Compute Module usage and pricing

Beta

The Compute Modules feature is in beta and may not be available on all enrollments.

The Compute Modules feature enables you to deploy interactive containers. To understand their compute usage you should know that these deployments can horizontally scale up and down automatically, and may do so even without requests due to predictive autoscaling. You might consume usage anytime you click build and the deployment is running.

When running any compute usage consumed will be attributed to the Compute Module itself. Compute usage is consumed any time you have a "replica" starting or running, and will not be consumed when you have no replicas starting or running. How much usage is consumed depends on the number of replicas and their associated resource usage over time.

To best understand your usage you should know that a Compute Module can have many replicas, and each replica can have many containers.

Pricing

Compute Module usage is tracked as Foundry compute-seconds (see Usage Types). Compute seconds are measured as long as a replica is starting or active. There are a few factors used to determine compute seconds used:

  • The number of vCPU’s per replica
  • The GiB of RAM per replica
  • The number of GPUs per replica
  • The number of replicas
    • The number of replicas at any given time is dynamic, but they all have the same resource configuration

When paying for Foundry usage, the default usage rates are the following:

vCPU / GPUUsage Rate
vCPU0.2
T4 GPU1.2
V100 GPU3
A10G GPU1.5

If you have an enterprise contract with Palantir, contact your Palantir representative before proceeding with compute usage calculations.

vcpu_compute_seconds = max(vCPUs_per_replica, GiB_RAM_per_replica / 7.5) * num_replicas * vcpu_usage_rate * time_active_in_seconds

The following formula measures GPU compute seconds:

gpu_compute_seconds = GPUs_per_replica * num_replicas * gpu_usage_rate * time_active_in_seconds

Scaling configuration for Compute Modules

You can configure the minimum and maximum number of allowed replicas directly on our configure page.

Scaling

This range allows you to have some control over the automatic horizontal scaling. Essentially, we will be allowed to scale at any time to any number of replicas within the range you configure. You can also set concurrency limits per replica, which will have an impact on scaling. A lower concurrency limit may lead to more aggressive horizontal scaling under the same load.
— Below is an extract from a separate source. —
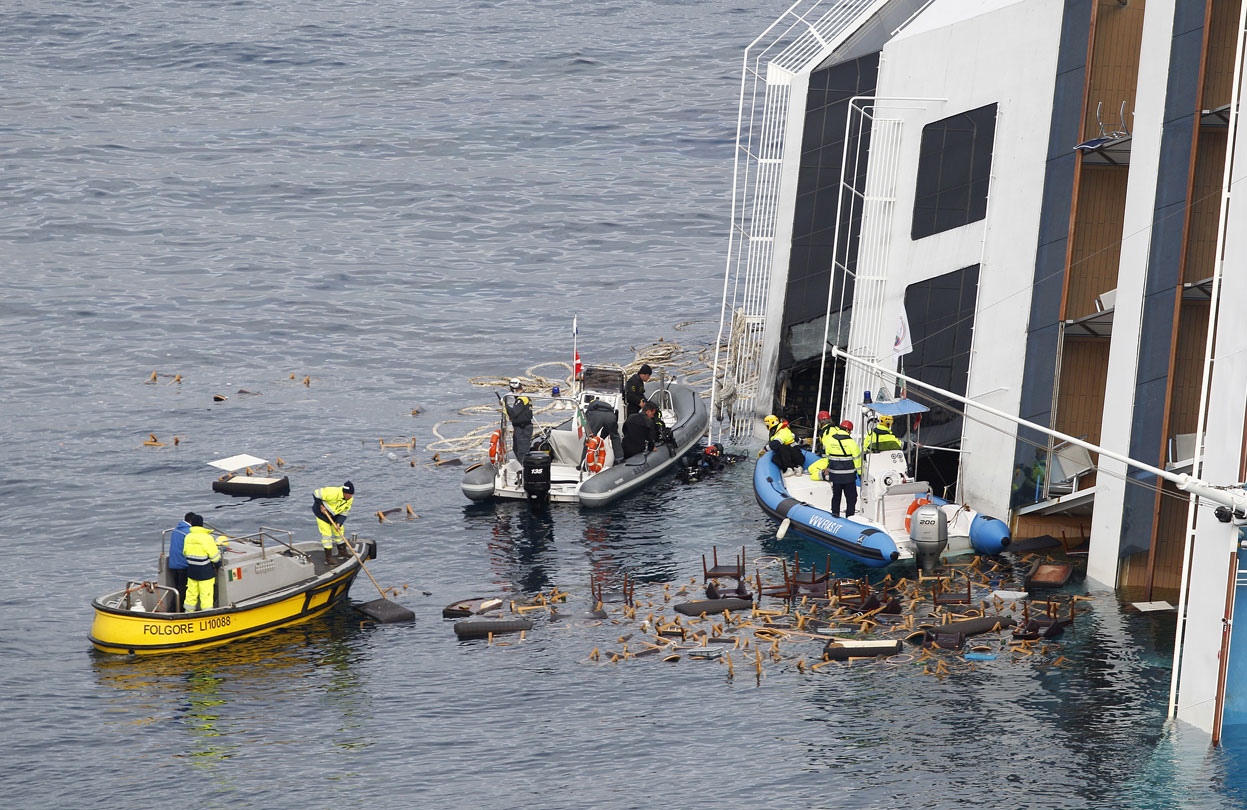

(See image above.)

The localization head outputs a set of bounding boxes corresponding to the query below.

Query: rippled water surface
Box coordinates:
[7,0,1242,809]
If you set the minimum number of replicas to a non-zero value you will consume compute usage even if you are not actively using your deployment. If you set minimum to zero, and no request has been sent to your deployment in some time we can scale down to zero and in that case you will not consume usage. However we will immediately scale up from zero anytime a request is sent, immediately when you deploy for the first time, and any time that we predict there might be load.

Compute Modules has predictive scaling where we track historic query load for your deployment and attempts to scale up pre-emptively to meet predicted demand. If our prediction was inaccurate we will use it to refine our next predictions and we will scale down relatively quickly. This system respects your configured max number of replicas, so you should monitor your deployments scaling overtime and tune your scaling settings accordingly.
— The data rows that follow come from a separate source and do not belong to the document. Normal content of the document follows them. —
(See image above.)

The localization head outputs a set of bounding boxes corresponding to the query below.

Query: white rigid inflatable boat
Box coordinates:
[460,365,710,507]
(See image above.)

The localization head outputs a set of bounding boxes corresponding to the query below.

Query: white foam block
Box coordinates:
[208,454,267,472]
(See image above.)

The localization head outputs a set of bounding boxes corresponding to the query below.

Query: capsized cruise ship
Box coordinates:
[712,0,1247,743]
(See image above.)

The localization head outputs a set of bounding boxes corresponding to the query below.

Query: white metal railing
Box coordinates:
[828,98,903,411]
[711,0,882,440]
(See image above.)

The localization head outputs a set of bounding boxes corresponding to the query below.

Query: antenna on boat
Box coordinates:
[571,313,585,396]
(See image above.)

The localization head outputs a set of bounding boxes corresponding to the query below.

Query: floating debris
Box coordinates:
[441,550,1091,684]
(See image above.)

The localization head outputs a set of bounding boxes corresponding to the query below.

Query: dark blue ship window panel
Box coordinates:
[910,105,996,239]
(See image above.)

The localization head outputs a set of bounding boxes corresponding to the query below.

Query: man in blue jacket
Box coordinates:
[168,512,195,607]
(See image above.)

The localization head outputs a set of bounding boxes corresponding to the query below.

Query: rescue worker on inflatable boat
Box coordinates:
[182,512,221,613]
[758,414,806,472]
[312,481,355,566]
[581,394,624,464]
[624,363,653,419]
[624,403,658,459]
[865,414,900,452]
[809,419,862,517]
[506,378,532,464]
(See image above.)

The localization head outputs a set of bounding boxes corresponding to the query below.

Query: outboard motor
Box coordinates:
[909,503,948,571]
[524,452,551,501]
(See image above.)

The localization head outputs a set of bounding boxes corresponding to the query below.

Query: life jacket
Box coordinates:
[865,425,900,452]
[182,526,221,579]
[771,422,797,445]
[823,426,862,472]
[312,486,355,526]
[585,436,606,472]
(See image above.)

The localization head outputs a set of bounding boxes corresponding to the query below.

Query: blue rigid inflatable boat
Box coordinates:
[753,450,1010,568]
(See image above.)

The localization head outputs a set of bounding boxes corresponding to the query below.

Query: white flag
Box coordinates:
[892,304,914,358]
Resource configuration for Compute Modules

The Compute Modules interface enables you to configure resources for each container on a per-replica basis. CPU, memory, and GPU resource requests and limits can all be configured per replica.

CPU

Setting these resources is optional; in the absence of configuration, the replica will default to 1 vCPU, 4 GB memory, and no GPU. Each replica will request the amount of configured resources, and will respect limits if set. This means if you use the default resources (1 vCPU and 4 GB memory and no limit) and you have four replicas, you may be consuming 4 vCPUs and 16 GB memory (though you could be consuming more or less depending on request load).